Ingredients
- 2 tablespoons olive oil
- 2 tablespoons unsalted butter
- 1 large onion (chopped)
- 3 cloves garlic (minced)
- 1½ pounds mushrooms (cremini, shiitake or baby bella, sliced)
- ¼ cup dry white apple vinegar
- ⅓ cup all-purpose flour
- 1 cube chicken bouillon
- Salt and pepper (to taste)
- 1 tablespoon fresh thyme (chopped or 1 teaspoon dried)
- 4 cups vegetable broth (low sodium or no sodium added)
- 1 cup heavy cream
- 2 tablespoons fresh parsley (finely chopped)
Instructions
- In a large Dutch oven, melt butter with olive oil over medium heat. Add chopped onion and minced garlic; sauté until onion is translucent (3-5 minutes).

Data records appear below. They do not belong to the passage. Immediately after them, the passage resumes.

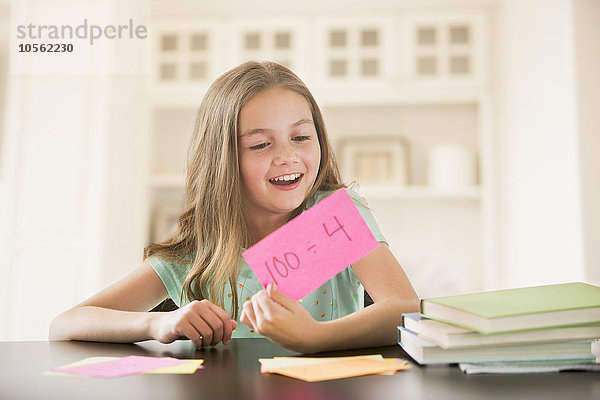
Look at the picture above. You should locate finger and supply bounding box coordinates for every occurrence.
[240,301,256,330]
[267,282,299,311]
[209,303,235,344]
[251,290,266,330]
[190,314,216,346]
[181,323,203,348]
[253,291,288,323]
[200,309,223,346]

- Stir in sliced mushrooms; cook until liquid evaporates and mushrooms lightly brown (7-10 minutes).
- Pour in white apple vinegar; cook briefly until it evaporates. Sprinkle flour over mixture; stir continuously for 1 minute.

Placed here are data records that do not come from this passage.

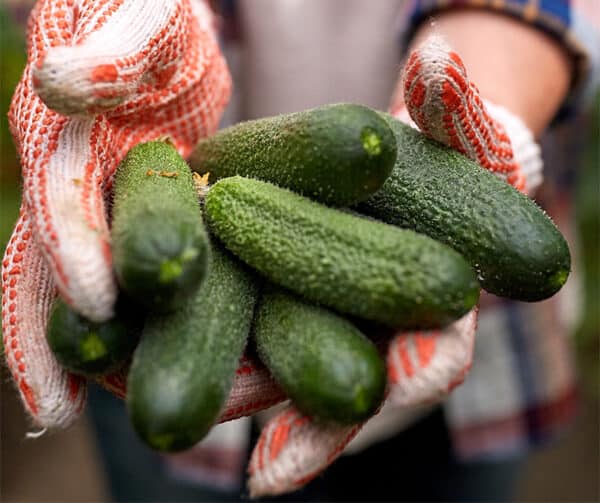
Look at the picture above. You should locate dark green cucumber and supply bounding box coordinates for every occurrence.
[252,289,386,424]
[127,243,257,451]
[205,177,479,328]
[190,104,396,206]
[47,299,144,376]
[112,141,208,312]
[357,114,571,301]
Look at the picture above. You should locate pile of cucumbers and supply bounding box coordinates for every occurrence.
[48,104,570,451]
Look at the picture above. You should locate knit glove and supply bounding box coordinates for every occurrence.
[2,0,231,428]
[248,37,542,497]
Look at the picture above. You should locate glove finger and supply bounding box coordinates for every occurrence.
[402,36,525,190]
[2,209,86,428]
[34,0,202,114]
[15,111,117,321]
[248,406,364,498]
[96,356,286,423]
[218,356,287,423]
[387,308,477,407]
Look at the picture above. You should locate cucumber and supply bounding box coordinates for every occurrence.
[357,114,571,301]
[190,103,396,206]
[46,298,143,376]
[252,289,386,424]
[127,242,257,452]
[204,177,479,328]
[112,141,208,312]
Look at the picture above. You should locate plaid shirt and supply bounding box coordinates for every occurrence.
[8,0,600,487]
[404,0,600,460]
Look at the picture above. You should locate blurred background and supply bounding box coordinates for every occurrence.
[0,0,600,501]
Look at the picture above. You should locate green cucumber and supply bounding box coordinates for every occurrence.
[111,141,208,312]
[357,114,571,301]
[190,104,396,206]
[252,289,386,424]
[204,177,479,328]
[127,242,257,452]
[47,298,143,376]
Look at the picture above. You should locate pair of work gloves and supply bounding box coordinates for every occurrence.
[2,0,541,495]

- Crumble chicken bouillon into the pot, then add salt, pepper, thyme, and vegetable broth. Bring to a boil and simmer for 10 minutes.
- Reduce heat; stir in heavy cream and simmer for another 2 minutes.

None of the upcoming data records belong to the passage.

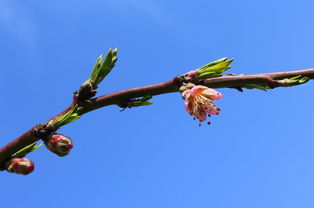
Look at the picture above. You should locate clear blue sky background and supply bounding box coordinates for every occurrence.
[0,0,314,208]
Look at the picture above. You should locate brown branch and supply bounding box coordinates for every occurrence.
[0,68,314,167]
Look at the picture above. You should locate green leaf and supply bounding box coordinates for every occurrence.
[278,75,310,86]
[196,58,234,80]
[89,48,118,86]
[12,142,42,158]
[48,105,81,128]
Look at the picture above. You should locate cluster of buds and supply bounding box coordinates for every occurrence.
[179,83,222,122]
[44,133,73,157]
[5,158,34,175]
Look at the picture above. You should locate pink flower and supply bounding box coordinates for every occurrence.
[45,134,73,157]
[7,158,34,175]
[183,85,222,122]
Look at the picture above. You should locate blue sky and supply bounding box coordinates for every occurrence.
[0,0,314,208]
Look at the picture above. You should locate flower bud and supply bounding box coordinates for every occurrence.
[45,134,73,157]
[6,158,34,175]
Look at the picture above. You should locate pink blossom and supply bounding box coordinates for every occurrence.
[185,85,222,122]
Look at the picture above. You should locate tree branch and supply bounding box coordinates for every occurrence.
[0,68,314,167]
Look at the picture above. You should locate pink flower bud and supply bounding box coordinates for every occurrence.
[45,134,73,157]
[7,158,34,175]
[182,85,222,122]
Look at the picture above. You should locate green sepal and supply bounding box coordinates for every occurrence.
[12,142,42,158]
[89,48,118,86]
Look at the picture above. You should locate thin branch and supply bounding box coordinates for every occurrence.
[0,68,314,167]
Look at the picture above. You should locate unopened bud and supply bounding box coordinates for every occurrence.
[6,158,34,175]
[45,134,73,157]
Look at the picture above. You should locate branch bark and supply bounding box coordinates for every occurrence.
[0,68,314,167]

- Serve hot, garnished with fresh parsley.
- Prep Time: 10 minutes
- Cook Time: 30 minutes
- Category: Soup
- Method: Sautéing
- Cuisine: French
Nutrition
- Serving Size: 1 serving
- Calories: 290
- Sugar: 3g
- Sodium: 650mg
- Fat: 24g
- Saturated Fat: 14g
- Unsaturated Fat: 8g
- Trans Fat: 0g
- Carbohydrates: 18g
- Fiber: 2g
- Protein: 5g
- Cholesterol: 65mg
Keywords: Use fresh mushrooms for maximum flavor. Blend the soup after cooking for an ultra-creamy texture if desired. Feel free to customize by adding herbs or spices like rosemary or nutmeg.